The USA Wrestling Girls High School Development Committee recently recognized New York as the 37th state to host a sanctioned high school wrestling tournament for girls.

Foufas isn’t the only female wrestler in the Bellmore-Merrick Central High School District. Talia Robles, also of Mepham, and Gabriella Schechtman, of Kennedy High, are two more trailblazers, and all three competed in the Syracuse invitational on Jan. 27, alongside more than 200 other female wrestlers from across the state, 33 of them from Long Island.

Foufas placed first in the 114-pound weight class. 

“All of the girls were very good and strong,” she said of her competitors. “I was very impressed with everyone’s work ethic on the mat.”

She defeated the 10th-ranked wrestler in the nation in her weight class, 2-0, in the finals, scoring with just 16 seconds left in what was a highly anticipated and competitive match.

“We are extremely proud of Yianna for all she has accomplished,” Mepham coach Ken Richards said. “Yianna has worked tremendously hard in the wrestling room and in the off-season to get where she is today. It’s great to see hard work pay off.”

Foufas and Robles have competed in other girls-only tournaments in the past. In December 2021, they were the first female wrestlers in Mepham’s history to compete in an all-girls tournament, at Copiague High School.

Foufas previously told the Herald that she wasn’t always interested in sports. “In early elementary school, I sucked at all sports,” she recounted. “I was always the kid that got picked last — I did not want to be in sports at all.”

In an effort to make herself faster and stronger, she said, she started running and working out during recess. Toward the end of elementary school, she started to learn Brazilian jiu-jitsu and strength training. “I said to myself, ‘Hey, I’m pretty strong for a girl,’” Foufas recalled.

And it didn’t take long for her to discover her passion for wrestling. “I went from the kid who sucked at all sports to the girl wrestler,” she said. Before she wrestled at Mepham, she was on the Grand Avenue Middle School team.

Her win upstate isn’t going unnoticed in Bellmore-Merrick. The district’s athletic director, Eric Caballero, said that Foufas’s state title came in a sport that is one of the most difficult to compete in.
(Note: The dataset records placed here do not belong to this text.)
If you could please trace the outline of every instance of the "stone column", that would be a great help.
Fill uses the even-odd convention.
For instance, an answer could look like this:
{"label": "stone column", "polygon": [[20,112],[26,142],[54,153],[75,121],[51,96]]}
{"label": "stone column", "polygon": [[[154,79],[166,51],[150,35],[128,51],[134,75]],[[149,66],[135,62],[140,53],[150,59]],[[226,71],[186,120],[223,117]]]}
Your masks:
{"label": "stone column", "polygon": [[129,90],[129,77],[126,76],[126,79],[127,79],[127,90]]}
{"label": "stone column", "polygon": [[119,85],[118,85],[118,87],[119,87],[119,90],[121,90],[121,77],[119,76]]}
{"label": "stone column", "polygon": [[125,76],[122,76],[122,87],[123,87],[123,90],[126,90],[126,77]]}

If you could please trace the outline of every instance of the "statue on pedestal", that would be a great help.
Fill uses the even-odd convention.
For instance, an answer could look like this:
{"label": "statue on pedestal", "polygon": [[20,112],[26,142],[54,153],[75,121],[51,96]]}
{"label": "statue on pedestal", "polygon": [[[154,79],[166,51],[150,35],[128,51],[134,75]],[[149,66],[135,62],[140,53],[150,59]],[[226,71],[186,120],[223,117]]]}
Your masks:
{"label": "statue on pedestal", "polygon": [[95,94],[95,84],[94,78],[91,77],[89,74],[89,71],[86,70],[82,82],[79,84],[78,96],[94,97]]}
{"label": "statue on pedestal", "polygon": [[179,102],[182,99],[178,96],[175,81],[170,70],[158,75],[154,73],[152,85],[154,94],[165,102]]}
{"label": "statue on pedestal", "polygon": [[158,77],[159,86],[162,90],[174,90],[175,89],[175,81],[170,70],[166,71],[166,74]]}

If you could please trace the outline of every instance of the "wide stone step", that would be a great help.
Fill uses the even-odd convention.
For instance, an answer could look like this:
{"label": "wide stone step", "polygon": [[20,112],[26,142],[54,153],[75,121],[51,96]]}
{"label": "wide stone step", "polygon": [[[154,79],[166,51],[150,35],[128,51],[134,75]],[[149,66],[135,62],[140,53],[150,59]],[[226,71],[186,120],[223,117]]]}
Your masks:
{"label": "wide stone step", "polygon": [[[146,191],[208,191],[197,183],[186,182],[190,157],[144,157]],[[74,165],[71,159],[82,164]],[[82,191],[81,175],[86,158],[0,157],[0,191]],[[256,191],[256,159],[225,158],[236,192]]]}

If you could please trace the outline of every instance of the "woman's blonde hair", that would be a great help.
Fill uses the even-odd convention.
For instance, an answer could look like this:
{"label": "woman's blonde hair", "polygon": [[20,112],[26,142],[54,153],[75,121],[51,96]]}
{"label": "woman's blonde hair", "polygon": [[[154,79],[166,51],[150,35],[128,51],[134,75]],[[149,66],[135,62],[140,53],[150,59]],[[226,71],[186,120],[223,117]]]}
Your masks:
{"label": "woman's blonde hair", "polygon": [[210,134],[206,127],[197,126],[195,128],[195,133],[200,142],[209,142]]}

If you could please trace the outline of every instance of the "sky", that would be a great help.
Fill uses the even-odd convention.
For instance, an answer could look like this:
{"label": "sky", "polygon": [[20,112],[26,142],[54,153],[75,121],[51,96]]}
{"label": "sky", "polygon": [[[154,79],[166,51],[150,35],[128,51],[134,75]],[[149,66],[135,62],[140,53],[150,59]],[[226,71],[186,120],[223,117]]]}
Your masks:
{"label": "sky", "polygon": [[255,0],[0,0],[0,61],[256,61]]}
“She’s always seeking the highest challenge,” Richards said. “She never stops moving, and is constantly looking for different ways to become a better wrestler and just become a stronger athlete in general.”
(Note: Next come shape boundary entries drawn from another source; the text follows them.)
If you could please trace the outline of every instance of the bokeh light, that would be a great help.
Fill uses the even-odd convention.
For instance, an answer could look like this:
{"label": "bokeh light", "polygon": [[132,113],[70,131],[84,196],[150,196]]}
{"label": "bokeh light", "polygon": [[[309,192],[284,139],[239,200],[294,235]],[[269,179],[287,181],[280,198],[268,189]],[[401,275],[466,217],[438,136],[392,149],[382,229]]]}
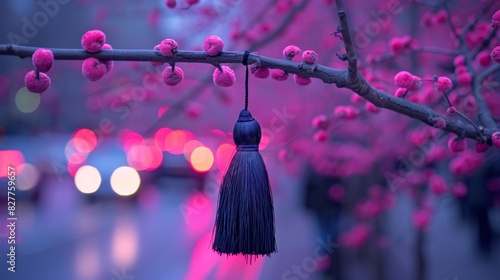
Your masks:
{"label": "bokeh light", "polygon": [[165,138],[167,138],[167,135],[170,132],[172,132],[172,129],[170,129],[168,127],[162,127],[160,129],[158,129],[158,131],[156,131],[156,133],[155,133],[155,137],[154,137],[155,144],[162,151],[166,151]]}
{"label": "bokeh light", "polygon": [[144,145],[144,138],[137,132],[123,130],[123,149],[128,152],[135,145]]}
{"label": "bokeh light", "polygon": [[189,162],[195,171],[206,172],[214,164],[214,154],[207,147],[198,147],[191,153]]}
{"label": "bokeh light", "polygon": [[217,148],[217,168],[220,171],[226,172],[235,148],[235,145],[229,143],[224,143]]}
{"label": "bokeh light", "polygon": [[17,168],[17,166],[23,163],[24,163],[24,156],[23,153],[21,153],[20,151],[17,150],[0,151],[0,177],[7,177],[9,166]]}
{"label": "bokeh light", "polygon": [[16,107],[23,113],[32,113],[40,106],[40,94],[30,92],[26,87],[16,93]]}
{"label": "bokeh light", "polygon": [[134,145],[127,152],[127,162],[136,170],[155,170],[162,161],[162,151],[153,144]]}
{"label": "bokeh light", "polygon": [[27,191],[36,186],[40,180],[40,172],[38,169],[29,163],[20,164],[16,177],[16,186],[18,190]]}
{"label": "bokeh light", "polygon": [[97,168],[85,165],[76,171],[75,174],[75,185],[77,189],[82,193],[94,193],[101,186],[101,174]]}
{"label": "bokeh light", "polygon": [[198,141],[198,140],[191,140],[184,145],[183,153],[184,157],[189,160],[191,158],[191,154],[193,153],[194,149],[203,146],[203,144]]}
{"label": "bokeh light", "polygon": [[82,128],[73,136],[72,144],[78,152],[90,153],[97,145],[97,136],[92,130]]}
{"label": "bokeh light", "polygon": [[121,196],[134,194],[141,184],[141,177],[135,169],[129,166],[121,166],[111,174],[111,188]]}

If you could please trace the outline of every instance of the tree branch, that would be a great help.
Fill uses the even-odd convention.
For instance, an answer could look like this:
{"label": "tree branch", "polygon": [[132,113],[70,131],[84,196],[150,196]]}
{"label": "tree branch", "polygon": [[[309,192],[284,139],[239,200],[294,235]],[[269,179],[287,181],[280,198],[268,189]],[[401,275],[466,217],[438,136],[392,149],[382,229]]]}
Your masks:
{"label": "tree branch", "polygon": [[[25,47],[16,45],[0,45],[0,55],[18,56],[21,58],[30,57],[37,50],[36,47]],[[82,49],[50,49],[57,60],[83,60],[88,57],[95,57],[100,60],[115,61],[163,61],[166,63],[232,63],[240,64],[243,60],[244,52],[227,51],[218,56],[210,57],[201,51],[178,51],[173,57],[165,57],[155,50],[134,50],[134,49],[114,49],[103,50],[96,54],[87,53]],[[348,80],[348,70],[329,68],[319,64],[308,65],[307,63],[296,63],[290,60],[275,59],[257,54],[250,54],[248,62],[256,63],[260,61],[262,67],[282,69],[288,73],[298,74],[303,77],[311,77],[322,80],[328,84],[335,84],[339,88],[348,88],[378,107],[407,115],[418,119],[426,124],[434,125],[435,119],[442,118],[446,122],[445,130],[458,135],[464,135],[471,139],[481,139],[481,135],[469,123],[461,120],[451,119],[440,115],[431,108],[412,103],[405,99],[396,98],[388,93],[373,88],[360,74],[352,83]],[[314,68],[313,68],[314,67]],[[313,71],[314,69],[314,71]],[[487,127],[483,134],[491,144],[491,134],[495,132],[495,127]]]}
{"label": "tree branch", "polygon": [[342,34],[347,53],[347,61],[349,62],[347,65],[347,81],[349,83],[355,83],[358,79],[358,58],[356,56],[356,51],[354,50],[354,43],[352,41],[351,29],[349,27],[349,21],[347,20],[344,1],[335,0],[335,4],[337,5],[337,13],[340,21],[338,31]]}

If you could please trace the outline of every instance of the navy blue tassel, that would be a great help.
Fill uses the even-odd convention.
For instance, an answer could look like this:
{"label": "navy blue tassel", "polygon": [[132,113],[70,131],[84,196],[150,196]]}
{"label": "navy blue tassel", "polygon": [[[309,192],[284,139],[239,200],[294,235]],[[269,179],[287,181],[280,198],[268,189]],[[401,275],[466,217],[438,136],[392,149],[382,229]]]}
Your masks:
{"label": "navy blue tassel", "polygon": [[259,123],[242,110],[233,130],[236,152],[219,192],[212,249],[220,255],[243,254],[248,261],[276,252],[272,193],[259,153],[261,136]]}

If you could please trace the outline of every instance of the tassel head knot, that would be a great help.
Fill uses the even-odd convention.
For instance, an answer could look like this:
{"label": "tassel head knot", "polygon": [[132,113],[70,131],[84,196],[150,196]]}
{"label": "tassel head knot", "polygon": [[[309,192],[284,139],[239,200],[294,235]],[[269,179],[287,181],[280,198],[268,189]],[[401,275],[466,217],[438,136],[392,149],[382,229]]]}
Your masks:
{"label": "tassel head knot", "polygon": [[258,147],[261,137],[262,131],[259,123],[252,117],[252,114],[248,110],[241,110],[238,121],[233,129],[233,139],[236,146],[247,147],[252,145]]}

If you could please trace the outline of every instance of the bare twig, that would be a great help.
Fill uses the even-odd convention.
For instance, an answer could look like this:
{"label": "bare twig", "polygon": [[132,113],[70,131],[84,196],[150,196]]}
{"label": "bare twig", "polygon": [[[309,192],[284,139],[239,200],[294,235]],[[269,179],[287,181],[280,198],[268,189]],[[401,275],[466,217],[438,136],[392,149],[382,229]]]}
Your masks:
{"label": "bare twig", "polygon": [[[36,47],[25,47],[15,45],[0,45],[0,55],[13,55],[19,57],[30,57],[37,50]],[[210,57],[199,51],[178,51],[173,57],[164,57],[155,50],[103,50],[97,54],[90,54],[81,49],[50,49],[58,60],[83,60],[88,57],[96,57],[101,60],[121,60],[121,61],[163,61],[176,63],[236,63],[241,64],[244,52],[227,51],[220,55]],[[481,139],[481,135],[474,126],[469,123],[450,119],[440,115],[431,108],[412,103],[408,100],[396,98],[388,93],[373,88],[361,75],[358,74],[357,82],[348,80],[348,70],[329,68],[315,64],[315,71],[310,71],[307,64],[302,65],[285,59],[275,59],[257,54],[250,54],[248,62],[256,63],[260,61],[262,67],[282,69],[288,73],[298,74],[304,77],[317,78],[328,84],[335,84],[339,88],[348,88],[378,107],[407,115],[418,119],[428,125],[434,124],[435,118],[443,118],[446,122],[445,130],[462,134],[472,139]],[[487,139],[491,139],[491,134],[495,132],[495,127],[487,127],[483,134]],[[491,143],[491,141],[489,141]]]}

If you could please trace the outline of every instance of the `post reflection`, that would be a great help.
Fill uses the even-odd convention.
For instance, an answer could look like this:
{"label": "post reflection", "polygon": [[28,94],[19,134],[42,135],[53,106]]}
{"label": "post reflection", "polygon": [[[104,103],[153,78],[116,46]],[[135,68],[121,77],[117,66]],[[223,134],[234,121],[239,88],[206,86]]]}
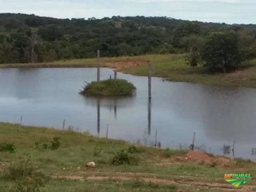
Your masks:
{"label": "post reflection", "polygon": [[148,98],[148,134],[151,134],[151,98]]}
{"label": "post reflection", "polygon": [[100,101],[99,99],[97,99],[97,133],[100,134]]}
Off the mat, Foufas said, she tends to be very shy, and focuses on her other passion: art. An avid artist with an interest in fashion design, she joked that her outside interests were “very different from wrestling.” For half of the school day, she attends the Long Island High School for the Arts.

Once on the mat, however, she said, she becomes more aggressive and feels like a different person. In addition to competing in all-girls tournaments, she has wrestled against boys as well. Wrestling, she said, is about breaking stereotypes.

“People always ask me how it is wrestling all boys, and what I say is that the moment you step on the mat, everyone is equal,” Foufas previously told the Herald. “The thing I love about it is that most people think all girls who wrestle are tomboys — it’s just a stereotype.”

Looking ahead, she said, she wants to pursue both of her passions, wrestling and art, in college. “If there’s any girl who’s looking into getting into a combat sport or a male-dominant sport and they’re afraid, I would like to tell them just to go for it,” Foufas said. “It could be the best thing that happens to them.

“There’s just something so magical about having your hand raised — it’s a hard sport, and I have a lot of respect for everyone in it.”